Taskcluster Staging

Mozilla has three Taskcluster clusters: firefoxci, staging, and community. Release Engineering only deals with the first two; any Releng-supported tasks need to run in the firefoxci cluster.

When to run these steps

Generally, the amount of testing we get in unit tests and the Staging, Community clusters is sufficient. We only really need to test FirefoxCI tasks in Staging for major Taskcluster version upgrades or other significant migrations or changes.

Setup

  1. clone ci-configuration and make sure it’s up to date

    # First time clone; if so, we can skip the other hg commands
    hg clone https://hg.mozilla.org/ci/ci-configuration/
    
    # Make sure we don't have local uncommitted changes
    hg status
    
    # Make sure we're not on a local committed change
    hg checkout -r 'last(public())'
    
    # Get latest commit
    hg pull -u
    
    # Compare revision against latest revision in https://hg.mozilla.org/ci/ci-configuration/
    hg log -r .
    
  2. Set up a python virtualenv, install ci-admin and fxci

    # Using pyenv and python >=3.7
    PYTHON_VERSION=3.8.0
    pyenv virtualenv $PYTHON_VERSION cienv
    pyenv activate cienv
    
    # Install ci-admin and fxci into the virtualenv;
    # these will follow the checked-out revision in the clone
    python setup.py develop
    

Log into TC Staging and run ci-admin

# Activate above virtualenv
pyenv activate cienv

# Set root url
export TASKCLUSTER_ROOT_URL=https://stage.taskcluster.nonprod.cloudops.mozgcp.net

# Log out in case we have previous tc creds
unset TASKCLUSTER_CLIENT_ID; unset TASKCLUSTER_ACCESS_TOKEN

Diff

# Diff staging cluster's running config against ci-configuration on disk
ci-admin diff --environment staging 2>&1 | tee staging.diff

Apply

This will run every push to the ci-config repo; we only need to rerun if we want to update hooks or verify nothing has been changed manually since the last run.

You’ll need Taskcluster command line interface (CLI) for this.
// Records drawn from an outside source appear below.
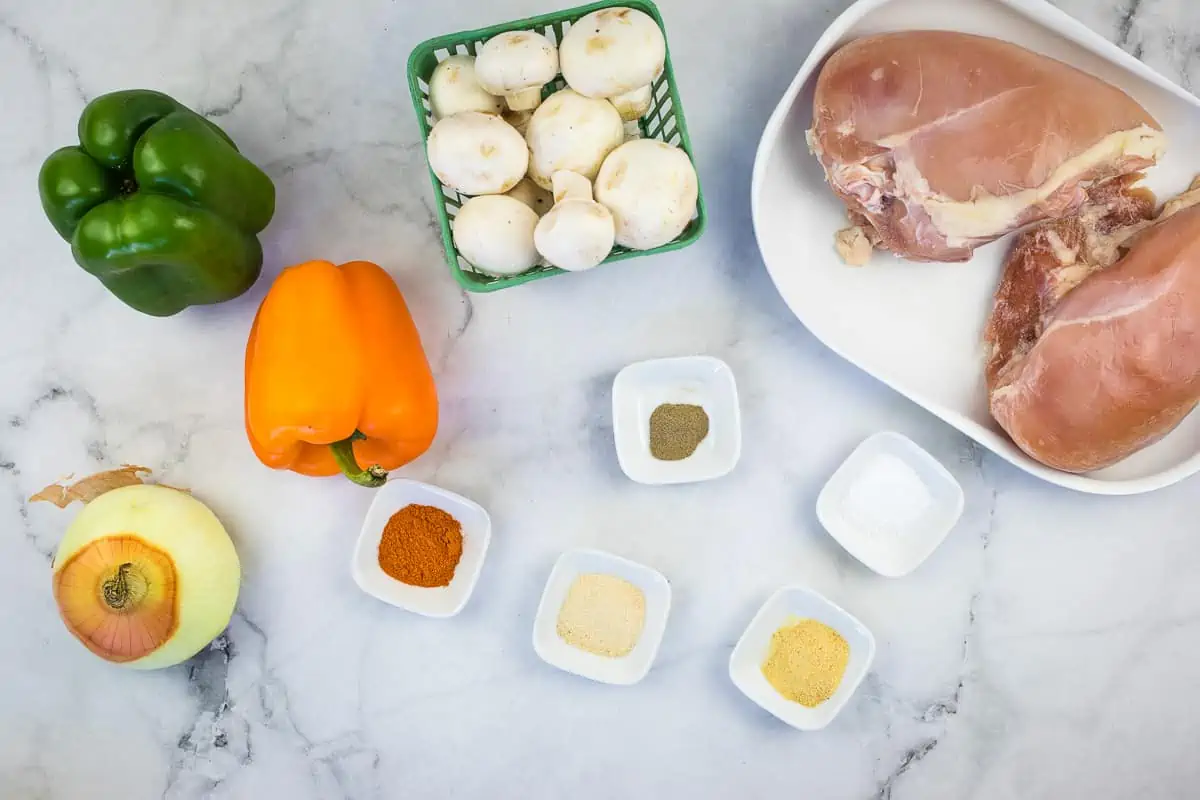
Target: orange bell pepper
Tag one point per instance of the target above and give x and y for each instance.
(336, 374)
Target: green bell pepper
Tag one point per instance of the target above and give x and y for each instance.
(157, 203)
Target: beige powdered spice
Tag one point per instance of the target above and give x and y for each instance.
(603, 614)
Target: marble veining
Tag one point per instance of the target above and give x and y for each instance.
(1047, 650)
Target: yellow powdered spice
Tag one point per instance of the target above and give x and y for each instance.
(603, 614)
(807, 661)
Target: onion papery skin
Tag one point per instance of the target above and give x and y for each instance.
(145, 576)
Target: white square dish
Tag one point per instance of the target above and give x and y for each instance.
(899, 551)
(700, 380)
(624, 671)
(918, 328)
(437, 601)
(783, 607)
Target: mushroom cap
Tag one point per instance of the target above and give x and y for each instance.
(571, 132)
(575, 234)
(515, 60)
(454, 89)
(477, 154)
(611, 52)
(533, 196)
(495, 233)
(651, 188)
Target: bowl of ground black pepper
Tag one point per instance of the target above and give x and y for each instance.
(421, 548)
(677, 420)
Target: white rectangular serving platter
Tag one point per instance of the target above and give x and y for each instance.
(918, 328)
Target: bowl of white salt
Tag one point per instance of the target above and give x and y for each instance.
(891, 504)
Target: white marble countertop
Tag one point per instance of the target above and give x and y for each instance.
(1049, 649)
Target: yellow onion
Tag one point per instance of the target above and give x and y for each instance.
(145, 576)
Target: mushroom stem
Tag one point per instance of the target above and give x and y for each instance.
(633, 104)
(525, 100)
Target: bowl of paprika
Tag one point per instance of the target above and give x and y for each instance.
(421, 548)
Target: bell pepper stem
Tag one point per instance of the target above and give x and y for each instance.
(343, 455)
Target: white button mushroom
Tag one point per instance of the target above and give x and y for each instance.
(454, 89)
(495, 233)
(651, 188)
(577, 233)
(612, 52)
(477, 154)
(571, 132)
(533, 196)
(633, 104)
(517, 65)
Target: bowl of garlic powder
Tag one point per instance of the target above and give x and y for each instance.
(601, 617)
(802, 657)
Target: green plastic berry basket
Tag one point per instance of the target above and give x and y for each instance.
(665, 121)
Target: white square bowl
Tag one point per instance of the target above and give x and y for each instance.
(892, 555)
(436, 601)
(627, 669)
(696, 380)
(785, 606)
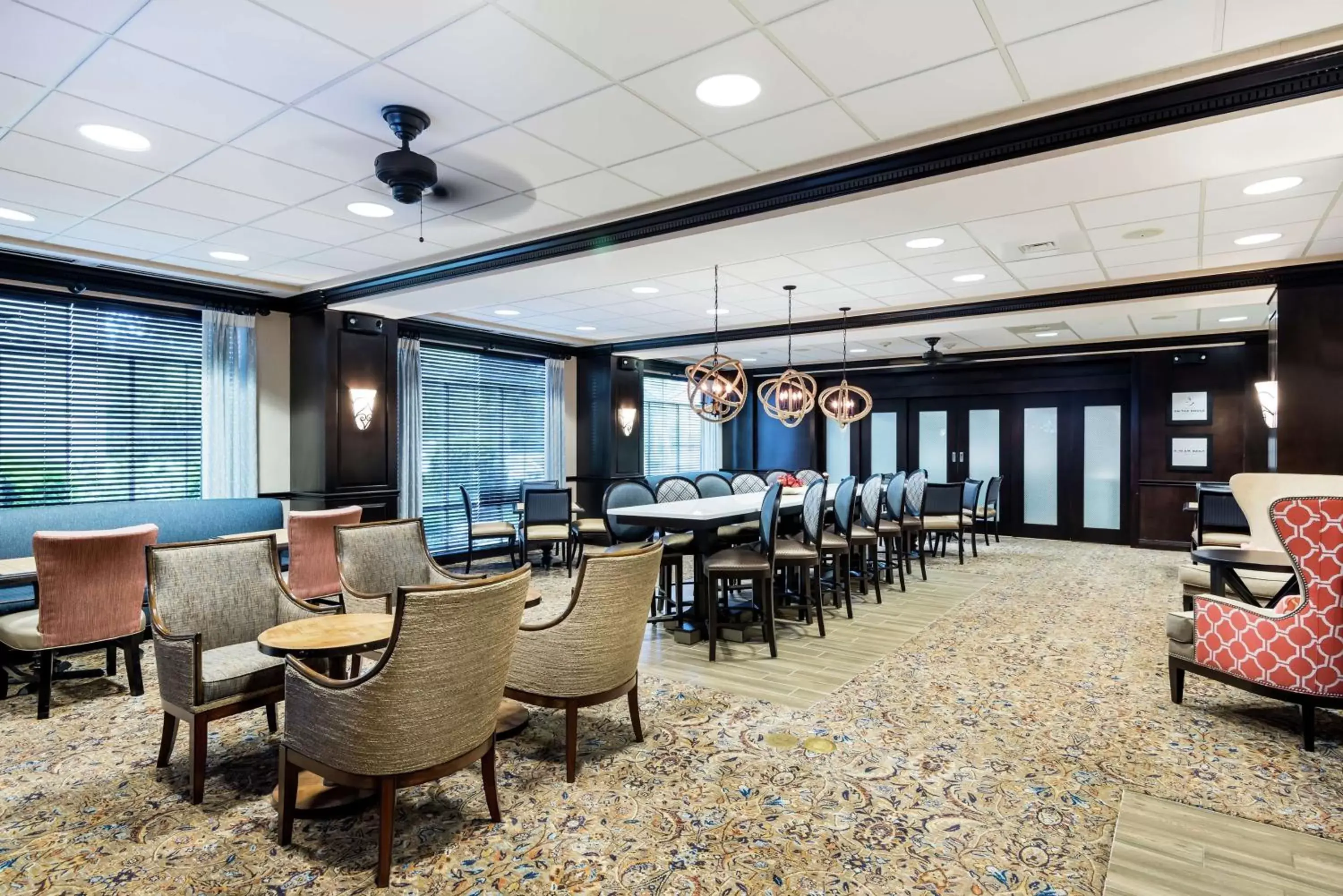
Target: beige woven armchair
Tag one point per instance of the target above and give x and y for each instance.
(590, 653)
(426, 710)
(209, 601)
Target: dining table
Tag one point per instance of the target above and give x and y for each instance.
(703, 518)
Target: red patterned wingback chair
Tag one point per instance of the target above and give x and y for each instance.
(1292, 652)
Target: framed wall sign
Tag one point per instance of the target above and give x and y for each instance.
(1190, 407)
(1190, 453)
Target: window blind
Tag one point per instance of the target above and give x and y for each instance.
(484, 427)
(97, 403)
(671, 427)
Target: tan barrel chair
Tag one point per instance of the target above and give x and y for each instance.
(590, 653)
(426, 710)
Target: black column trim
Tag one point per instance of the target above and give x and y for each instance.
(1275, 82)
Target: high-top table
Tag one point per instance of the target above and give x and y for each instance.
(703, 518)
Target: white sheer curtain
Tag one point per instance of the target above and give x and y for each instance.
(410, 418)
(555, 419)
(227, 405)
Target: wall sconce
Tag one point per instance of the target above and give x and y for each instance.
(1268, 402)
(626, 417)
(362, 405)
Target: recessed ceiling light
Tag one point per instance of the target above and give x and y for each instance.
(926, 242)
(1272, 186)
(728, 90)
(116, 137)
(370, 210)
(1255, 239)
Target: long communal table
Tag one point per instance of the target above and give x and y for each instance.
(703, 518)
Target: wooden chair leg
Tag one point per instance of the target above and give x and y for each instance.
(167, 739)
(386, 817)
(492, 794)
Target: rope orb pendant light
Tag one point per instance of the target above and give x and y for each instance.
(845, 403)
(716, 384)
(791, 395)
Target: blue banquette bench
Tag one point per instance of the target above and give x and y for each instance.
(182, 521)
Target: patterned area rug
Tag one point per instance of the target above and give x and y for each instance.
(988, 755)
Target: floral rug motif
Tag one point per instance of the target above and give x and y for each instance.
(985, 757)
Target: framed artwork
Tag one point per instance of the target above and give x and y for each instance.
(1193, 453)
(1190, 407)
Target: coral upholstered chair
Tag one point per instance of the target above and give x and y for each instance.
(1292, 652)
(313, 572)
(92, 594)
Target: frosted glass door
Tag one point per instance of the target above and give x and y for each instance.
(1040, 474)
(1100, 467)
(932, 444)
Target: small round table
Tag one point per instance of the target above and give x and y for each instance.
(1223, 565)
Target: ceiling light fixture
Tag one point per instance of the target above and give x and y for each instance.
(1255, 239)
(727, 90)
(370, 210)
(924, 242)
(716, 386)
(1272, 186)
(791, 395)
(116, 137)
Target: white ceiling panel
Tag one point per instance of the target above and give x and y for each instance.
(242, 43)
(949, 93)
(685, 168)
(857, 43)
(607, 127)
(794, 137)
(626, 37)
(145, 85)
(497, 65)
(783, 86)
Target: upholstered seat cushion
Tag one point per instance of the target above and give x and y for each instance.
(237, 670)
(499, 530)
(738, 561)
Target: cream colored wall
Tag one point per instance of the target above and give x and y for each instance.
(273, 402)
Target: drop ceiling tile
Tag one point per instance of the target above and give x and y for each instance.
(513, 159)
(1178, 227)
(607, 127)
(1271, 214)
(626, 37)
(213, 202)
(683, 170)
(372, 27)
(497, 65)
(856, 43)
(1155, 35)
(299, 139)
(139, 82)
(60, 116)
(242, 43)
(783, 86)
(949, 93)
(76, 167)
(164, 221)
(49, 194)
(128, 237)
(1149, 205)
(358, 101)
(258, 176)
(39, 47)
(796, 137)
(518, 214)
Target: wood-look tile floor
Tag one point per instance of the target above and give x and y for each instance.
(1169, 849)
(809, 668)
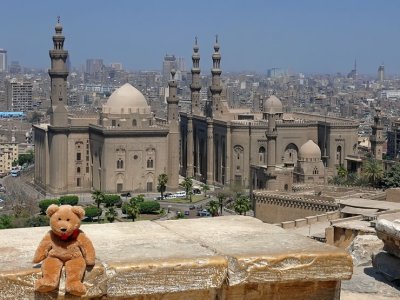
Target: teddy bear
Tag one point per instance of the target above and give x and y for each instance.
(64, 245)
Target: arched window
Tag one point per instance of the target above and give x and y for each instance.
(261, 155)
(150, 163)
(120, 164)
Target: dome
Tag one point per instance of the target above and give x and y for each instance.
(126, 99)
(309, 150)
(273, 105)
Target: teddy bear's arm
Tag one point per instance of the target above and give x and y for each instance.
(87, 249)
(43, 249)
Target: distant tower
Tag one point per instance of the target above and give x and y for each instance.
(58, 76)
(215, 88)
(195, 87)
(381, 73)
(377, 139)
(173, 135)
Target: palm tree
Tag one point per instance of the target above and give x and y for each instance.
(213, 207)
(111, 214)
(98, 197)
(372, 170)
(133, 209)
(188, 184)
(162, 184)
(242, 205)
(205, 187)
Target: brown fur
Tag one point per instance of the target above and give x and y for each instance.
(75, 253)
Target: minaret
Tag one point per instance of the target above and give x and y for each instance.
(215, 87)
(173, 135)
(58, 75)
(195, 87)
(377, 139)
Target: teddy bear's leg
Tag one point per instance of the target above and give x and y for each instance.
(51, 270)
(74, 270)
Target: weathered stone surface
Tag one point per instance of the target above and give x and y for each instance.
(215, 258)
(389, 233)
(362, 248)
(387, 264)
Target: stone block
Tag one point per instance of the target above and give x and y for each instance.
(301, 222)
(322, 218)
(288, 224)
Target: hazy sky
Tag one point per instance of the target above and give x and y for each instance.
(312, 36)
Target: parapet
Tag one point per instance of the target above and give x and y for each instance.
(233, 257)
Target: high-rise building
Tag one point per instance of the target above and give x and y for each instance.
(381, 73)
(3, 60)
(169, 63)
(19, 95)
(94, 65)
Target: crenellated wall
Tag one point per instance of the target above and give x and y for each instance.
(276, 208)
(222, 258)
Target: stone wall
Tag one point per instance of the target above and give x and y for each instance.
(220, 258)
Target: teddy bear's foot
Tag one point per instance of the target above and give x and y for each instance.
(76, 288)
(43, 285)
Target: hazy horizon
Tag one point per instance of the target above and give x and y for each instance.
(300, 36)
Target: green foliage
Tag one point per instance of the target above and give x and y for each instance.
(111, 200)
(149, 207)
(392, 177)
(111, 214)
(162, 184)
(213, 207)
(242, 204)
(37, 221)
(44, 204)
(6, 221)
(92, 211)
(69, 199)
# Sign in via taskcluster cli
eval $(taskcluster signin)

# Apply changes to the staging taskcluster cluster
ci-admin apply --environment staging 2>&1 | tee staging.out

Push to try

Until we fix the firefox-ci hardcode, We want to push this patch to try using ./mach try release --migration central-to-beta -v 102.0b1 or similar.

We can cancel the graph as soon as it gets scheduled; we only need the try push, not the production firefox-ci tasks. You’ll need the try revision below.

Run fxci to send mozilla-central tasks to the staging cluster

# Activate above virtualenv
pyenv activate cienv

# Set root url
export TASKCLUSTER_ROOT_URL=https://stage.taskcluster.nonprod.cloudops.mozgcp.net

# Log out in case we have previous tc creds
unset TASKCLUSTER_CLIENT_ID; unset TASKCLUSTER_ACCESS_TOKEN

Run fxci

# Sign in via taskcluster cli
eval $(taskcluster signin)

# Set REVISION to the try commit
REVISION=95f571f94f6d9c4e597d8a33fa27cf2fecf12f84

# Run fxci
fxci replay-hg-push try $REVISION

This will give you a URL like https://stage.taskcluster.nonprod.cloudops.mozgcp.net/tasks/J9WeztDYT4aQstuJUGOgIg . This is the build-decision task URL, which will create a decision task.

Monitor the build-decision task

Once this goes green, the logs will link you to the decision task ID.

Watch the task group. Ideally whatever you’re concerned about (in this case it was docker-worker artifact uploads) will go green.

Known issues

Missing AMIs

If you hit an error like Error calling AWS API: Not authorized for images: [ami-0fd21b9566eba5684] in worker-manager, we probably need to share AMIs from the production FirefoxCI cluster to the staging cluster.

Pete was able to share them using these steps. If we automate this, we may want to use the ci-config ami list instead. We may future this work, since we may be able to share the untrusted AMIs when recreating them, and we may not recreate them frequently before migrating to GCP.

Missing GCP workers

Relops should be able to share level 1 GCP worker images with the staging cluster.

Missing hardware workers

This is expected. These tasks will hang and hit deadline-exceeded if you don’t cancel them first.

Scriptworkers

We don’t have scriptworkers pointed at the staging cluster, nor do we want to create those pools. That means that any scriptworker tasks will expire without being claimed, and downstreams won’t run.

Secrets

This script populates a subset of [fake] secrets from fxci to staging, and this script removes them. We should only need to use these scripts if tasks die because they can’t access staging secrets.